Hukum Salat Tarawih
Tarawih adalah salat sunnah muakkadah. Pertama kali dilakukan oleh Nabi Muhammad saw. Abu Hurairah berkata, “Rasulullah menganjurkan muslimin untuk menyemarakkan Ramadlan tanpa paksaan.” Nabi bersabda:
من قام رمضان إيماناً واحتساباً، غفر له ما تقدم من ذنبه
“Barang siapa menyemarakkan bulan Ramadlan dengan penuh keimanan dan ketulusan, maka diampunilah dosanya yang lalu.” (HR. Enam Kitab Hadits)
Pada kesempatan yang berbeda Nabi bersabda:
وقالت عائشة: «صلى النبي صلّى الله عليه وسلم في المسجد ذات ليلة، فصلى بصلاته ناس، ثم صلى من القابلة، وكثر الناس، ثم اجتمعوا من الليلة الثالثة أو الرابعة، فلم يخرج إليهم رسول الله صلّى الله عليه وسلم ، فلما أصبح قال:قد رأيت الذي صنعتم، فلم يمنعني من الخروج إليكم إلا أني خشيت أن تفترض عليكم ـ قال: وذلك في رمضان»
“`Aisyah berkata: Nabi saw salat di masjid pada suatu malam. Lalu ada sekolompok orang yang mengikutinya salat.
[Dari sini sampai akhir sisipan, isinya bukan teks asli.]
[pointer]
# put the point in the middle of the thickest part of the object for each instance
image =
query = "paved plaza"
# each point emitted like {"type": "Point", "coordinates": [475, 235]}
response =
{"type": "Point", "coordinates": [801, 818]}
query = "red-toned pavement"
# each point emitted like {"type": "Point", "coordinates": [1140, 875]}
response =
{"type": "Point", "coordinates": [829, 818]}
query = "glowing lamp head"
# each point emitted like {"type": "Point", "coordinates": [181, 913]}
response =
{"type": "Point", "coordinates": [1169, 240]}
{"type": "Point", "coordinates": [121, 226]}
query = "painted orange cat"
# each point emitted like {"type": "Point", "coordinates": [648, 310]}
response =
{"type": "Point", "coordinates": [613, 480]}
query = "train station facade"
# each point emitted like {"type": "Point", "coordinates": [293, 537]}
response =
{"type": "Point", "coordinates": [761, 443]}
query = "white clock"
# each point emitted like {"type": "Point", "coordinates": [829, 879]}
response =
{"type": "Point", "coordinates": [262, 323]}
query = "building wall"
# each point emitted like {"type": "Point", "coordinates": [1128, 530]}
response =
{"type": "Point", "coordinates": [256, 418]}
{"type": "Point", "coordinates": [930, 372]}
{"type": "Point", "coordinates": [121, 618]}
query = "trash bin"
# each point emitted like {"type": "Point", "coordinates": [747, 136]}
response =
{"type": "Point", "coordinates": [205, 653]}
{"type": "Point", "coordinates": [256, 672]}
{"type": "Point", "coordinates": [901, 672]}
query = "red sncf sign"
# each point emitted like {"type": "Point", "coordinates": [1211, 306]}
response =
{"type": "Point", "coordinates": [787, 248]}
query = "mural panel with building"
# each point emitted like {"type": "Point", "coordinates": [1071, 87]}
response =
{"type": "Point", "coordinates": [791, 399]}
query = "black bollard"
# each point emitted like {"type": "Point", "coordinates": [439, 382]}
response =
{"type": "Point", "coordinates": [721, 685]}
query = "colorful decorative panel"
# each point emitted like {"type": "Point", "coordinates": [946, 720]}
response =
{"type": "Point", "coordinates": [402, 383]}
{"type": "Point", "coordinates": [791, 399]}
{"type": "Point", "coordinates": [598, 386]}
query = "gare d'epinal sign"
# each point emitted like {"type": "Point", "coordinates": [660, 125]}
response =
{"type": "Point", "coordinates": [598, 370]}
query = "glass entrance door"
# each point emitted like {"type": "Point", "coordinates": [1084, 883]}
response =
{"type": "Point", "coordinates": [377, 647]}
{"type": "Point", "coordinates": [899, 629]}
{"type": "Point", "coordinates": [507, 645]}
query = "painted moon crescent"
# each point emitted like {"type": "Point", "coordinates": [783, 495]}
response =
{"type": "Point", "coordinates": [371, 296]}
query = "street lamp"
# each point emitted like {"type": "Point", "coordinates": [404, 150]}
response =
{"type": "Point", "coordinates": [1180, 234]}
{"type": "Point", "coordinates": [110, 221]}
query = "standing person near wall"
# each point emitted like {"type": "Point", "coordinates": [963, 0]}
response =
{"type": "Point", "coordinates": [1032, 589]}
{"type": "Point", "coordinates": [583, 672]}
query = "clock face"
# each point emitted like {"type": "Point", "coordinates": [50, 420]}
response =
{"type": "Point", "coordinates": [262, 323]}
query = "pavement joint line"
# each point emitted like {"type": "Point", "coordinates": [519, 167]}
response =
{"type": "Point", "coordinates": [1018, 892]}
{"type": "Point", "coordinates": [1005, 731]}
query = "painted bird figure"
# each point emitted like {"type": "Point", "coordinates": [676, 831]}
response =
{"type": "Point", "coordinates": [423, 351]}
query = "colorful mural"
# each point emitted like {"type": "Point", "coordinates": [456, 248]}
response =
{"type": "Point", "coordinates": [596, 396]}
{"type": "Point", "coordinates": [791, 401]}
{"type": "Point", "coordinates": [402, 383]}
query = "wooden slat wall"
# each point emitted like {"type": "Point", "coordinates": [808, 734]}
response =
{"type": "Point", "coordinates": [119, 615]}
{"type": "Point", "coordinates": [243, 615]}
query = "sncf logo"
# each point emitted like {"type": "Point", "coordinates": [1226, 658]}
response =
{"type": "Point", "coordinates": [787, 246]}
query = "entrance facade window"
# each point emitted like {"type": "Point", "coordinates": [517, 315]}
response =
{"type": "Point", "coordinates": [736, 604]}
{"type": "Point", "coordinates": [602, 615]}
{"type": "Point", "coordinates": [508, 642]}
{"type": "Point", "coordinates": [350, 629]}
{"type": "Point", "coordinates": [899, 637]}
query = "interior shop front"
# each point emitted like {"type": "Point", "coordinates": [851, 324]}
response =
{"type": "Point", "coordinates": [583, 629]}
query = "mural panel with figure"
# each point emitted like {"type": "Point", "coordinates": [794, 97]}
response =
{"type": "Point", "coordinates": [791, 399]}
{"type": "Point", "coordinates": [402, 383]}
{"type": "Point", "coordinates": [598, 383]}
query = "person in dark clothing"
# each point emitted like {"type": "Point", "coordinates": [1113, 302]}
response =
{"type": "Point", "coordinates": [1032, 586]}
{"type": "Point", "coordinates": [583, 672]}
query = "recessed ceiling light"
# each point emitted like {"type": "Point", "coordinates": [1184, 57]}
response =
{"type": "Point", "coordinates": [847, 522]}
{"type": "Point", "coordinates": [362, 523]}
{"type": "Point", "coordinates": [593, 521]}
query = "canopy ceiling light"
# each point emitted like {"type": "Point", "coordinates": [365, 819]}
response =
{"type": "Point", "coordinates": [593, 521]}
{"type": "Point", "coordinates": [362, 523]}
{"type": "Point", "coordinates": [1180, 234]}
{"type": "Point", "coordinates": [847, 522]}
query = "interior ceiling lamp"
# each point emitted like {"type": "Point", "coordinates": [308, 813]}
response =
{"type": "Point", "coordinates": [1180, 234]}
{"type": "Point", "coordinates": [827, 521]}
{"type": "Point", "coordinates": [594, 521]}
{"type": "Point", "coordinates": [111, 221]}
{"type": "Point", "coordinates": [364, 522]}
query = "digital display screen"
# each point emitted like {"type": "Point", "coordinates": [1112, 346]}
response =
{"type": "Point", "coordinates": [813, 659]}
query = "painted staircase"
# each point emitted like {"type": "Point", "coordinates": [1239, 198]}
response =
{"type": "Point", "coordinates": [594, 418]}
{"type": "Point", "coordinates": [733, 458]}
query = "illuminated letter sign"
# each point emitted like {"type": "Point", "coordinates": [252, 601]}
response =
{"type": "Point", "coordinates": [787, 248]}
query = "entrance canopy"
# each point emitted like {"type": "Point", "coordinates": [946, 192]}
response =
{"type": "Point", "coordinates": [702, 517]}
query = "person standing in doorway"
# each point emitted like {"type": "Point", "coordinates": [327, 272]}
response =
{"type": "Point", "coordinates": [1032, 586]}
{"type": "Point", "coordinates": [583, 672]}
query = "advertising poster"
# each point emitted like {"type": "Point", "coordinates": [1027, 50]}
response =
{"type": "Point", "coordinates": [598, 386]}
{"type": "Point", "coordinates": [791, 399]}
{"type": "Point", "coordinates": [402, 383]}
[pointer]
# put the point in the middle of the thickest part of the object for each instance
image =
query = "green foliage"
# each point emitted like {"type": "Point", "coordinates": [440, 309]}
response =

Kemudian salat pula suatu kafilah; dan banyaklah orang yang salat. Kemudian mereka berkumpul pada malam ketiga atau keempat, tapi Nabi tidak keluar untuk bergabung dengan mereka. Di pagi harinya, beliau bersabda: Saya melihat apa yang kalain lakukan. Saya tidak keluar untuk bergabung dengan kalian hanya karena khawatir salat ini di-fardlukan atas kalian. Ini terjadi pada bulan Ramadlan.” (HR. Muslim)
Dua hadits ini memberikan kesan bahwa seorang muslim semestinya tidak terpaksa dalam melaksanakan salat tarawih. Hadits kedua bahkan menunjukkan betapa Nabi Muhammad saw sayang dengan ummatnya. Beliau khawatir salat tarawih itu di-fardlukan; beliau tidak ingin ummatnya menanggung kewajiban yang berat. Sewajarnya muslim berterimakasih kepada Nabinya dengan cara melakukan salat tarawih dengan sempurna, ikhlas, dan tidak asal-asalan.
Jumlah Raka`at Tarawih
Hadits riwayat Imam Bukhary tidak menyebutkan berapa bilangan pasti dari rakaat yang dilakukan jamaah Ubay bin Ka`ab waktu itu. Ulama terbagi dalam ketiga kelompok perihal jumlah rakaat tarawih. Kelompok pertama, berpendapat 20 rakaat ditambah 1 atau 3 rakaat salat witir. Kelompok ini merupakan mayoritas ulama.
Diantara dalil yang mereka ajukan adalah hadits:
وروى أبو بكر عبد العزيز في كتابه الشافي عن ابن عباس أن النبي صلّى الله عليه وسلم كان يصلي في شهر رمضان عشرين ركعة
“Abu Bakar `Abdul `Aziz meriwayatkan dari Ibn `Abbas dalam kitabnya, al-Syafi: sesungguhnya Nabi saw salat dua puluh rakaat pada bulan ramadlan.”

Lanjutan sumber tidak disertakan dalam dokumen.